Sections 140A & 140B from our research are primarily used in court, which requires a trial to determine if the case does fall under “unfair relationship”, unlike Section 75.

During a quick search on this subject the following links were found, both very clearly show that this area is not simple and is unlikely to resolve your case quickly. The second of the two links explain the situation very well and includes references to other cases.



Link to legislation


Just from this information alone, you can see this is a specialised field with probably few law firms with the capacity to succeed, just like timeshare litigation. It is not going to be quick and it is certainly not going to be cheap.

So ask yourself:

  • How can they do this on a “no win, no fee basis”?
  • Is the lawyer registered to bring cases such as this in the UK?
  • Are the firm and lawyer experienced and competent in this field?
  • Can they show any case evidence (publicly available not just client testimonials)?

Just some of the questions you should be asking when looking into this area of timeshare, don’t go by the flash websites with all the accreditations by regulatory bodies, many of these are purchased with membership to that particular organisation. The fakes will add them to their websites anyway.

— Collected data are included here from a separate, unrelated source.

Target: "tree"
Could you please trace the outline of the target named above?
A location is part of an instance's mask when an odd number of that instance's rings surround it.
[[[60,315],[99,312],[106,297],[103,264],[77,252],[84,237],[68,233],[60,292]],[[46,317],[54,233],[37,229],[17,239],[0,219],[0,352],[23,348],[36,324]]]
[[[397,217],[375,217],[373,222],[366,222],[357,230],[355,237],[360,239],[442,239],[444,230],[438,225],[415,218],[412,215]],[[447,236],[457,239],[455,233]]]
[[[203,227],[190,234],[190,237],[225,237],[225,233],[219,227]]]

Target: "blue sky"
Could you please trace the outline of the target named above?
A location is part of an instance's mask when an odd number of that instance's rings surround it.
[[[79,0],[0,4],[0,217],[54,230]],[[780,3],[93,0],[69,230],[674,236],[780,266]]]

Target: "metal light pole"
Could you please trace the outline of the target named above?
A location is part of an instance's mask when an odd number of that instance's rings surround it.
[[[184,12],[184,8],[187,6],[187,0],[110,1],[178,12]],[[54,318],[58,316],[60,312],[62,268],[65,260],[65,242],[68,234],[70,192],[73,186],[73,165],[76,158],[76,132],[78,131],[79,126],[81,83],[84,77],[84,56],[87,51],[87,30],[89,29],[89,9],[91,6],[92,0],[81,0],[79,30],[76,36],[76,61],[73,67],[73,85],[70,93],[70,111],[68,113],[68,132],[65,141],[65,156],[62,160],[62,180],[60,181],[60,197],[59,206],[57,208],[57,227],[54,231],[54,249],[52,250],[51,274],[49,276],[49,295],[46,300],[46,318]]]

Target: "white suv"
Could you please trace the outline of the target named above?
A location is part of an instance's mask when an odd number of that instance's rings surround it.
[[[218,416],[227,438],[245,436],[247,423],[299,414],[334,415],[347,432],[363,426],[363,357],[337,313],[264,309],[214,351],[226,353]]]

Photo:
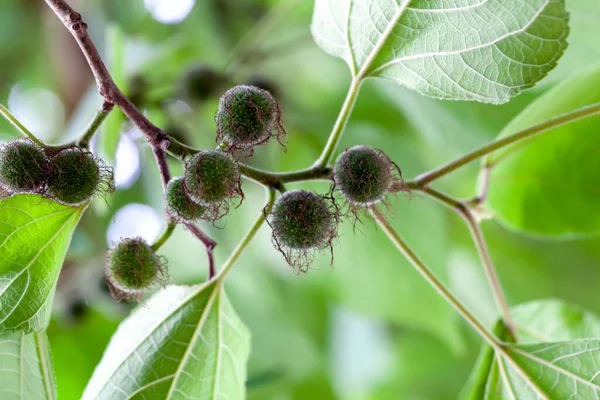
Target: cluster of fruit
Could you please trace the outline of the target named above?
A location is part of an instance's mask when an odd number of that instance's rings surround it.
[[[200,150],[186,161],[185,173],[168,182],[167,208],[179,223],[215,222],[227,214],[236,199],[243,199],[239,160],[253,155],[257,145],[285,131],[281,110],[266,90],[239,85],[228,90],[216,114],[215,150]],[[10,191],[44,193],[57,201],[77,205],[89,201],[109,174],[90,152],[69,147],[42,148],[16,140],[0,151],[0,180]],[[341,195],[354,215],[381,201],[401,185],[395,164],[380,150],[355,146],[335,162],[332,190],[284,192],[266,216],[272,241],[296,271],[305,271],[315,251],[331,248],[343,213],[335,196]],[[123,239],[109,252],[106,275],[109,288],[120,299],[139,298],[143,291],[166,277],[165,262],[141,238]]]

These are all options that are open to you, it is just a matter of who you choose to do it all for you, not an easy task, but we hope we have got you thinking.

If you have any comments on this or any article, please place them on the relevant article, for enquiries and personal questions please use the contact page.



  1. Jeanie Fitch

    I’m after some advise about relinquishing my timeshare. I have paid ECC and M1 Legal money to legally end my timeshare etc. Are they a legitimate company? I have several calls from “Fraud Advisory”, informing that they are know “scammers” and that I need to contact my bank and raise a section 75.
    Help! You just don’t know who to believe. I need URGENT advise please.

    1. Timeshare Insider

      Fraud Advisory is most definately a scam operation, try searching the name. ECC & M1 Legal are legitimate, M1 Legal has many successful cases under their belt. A full email has been sent.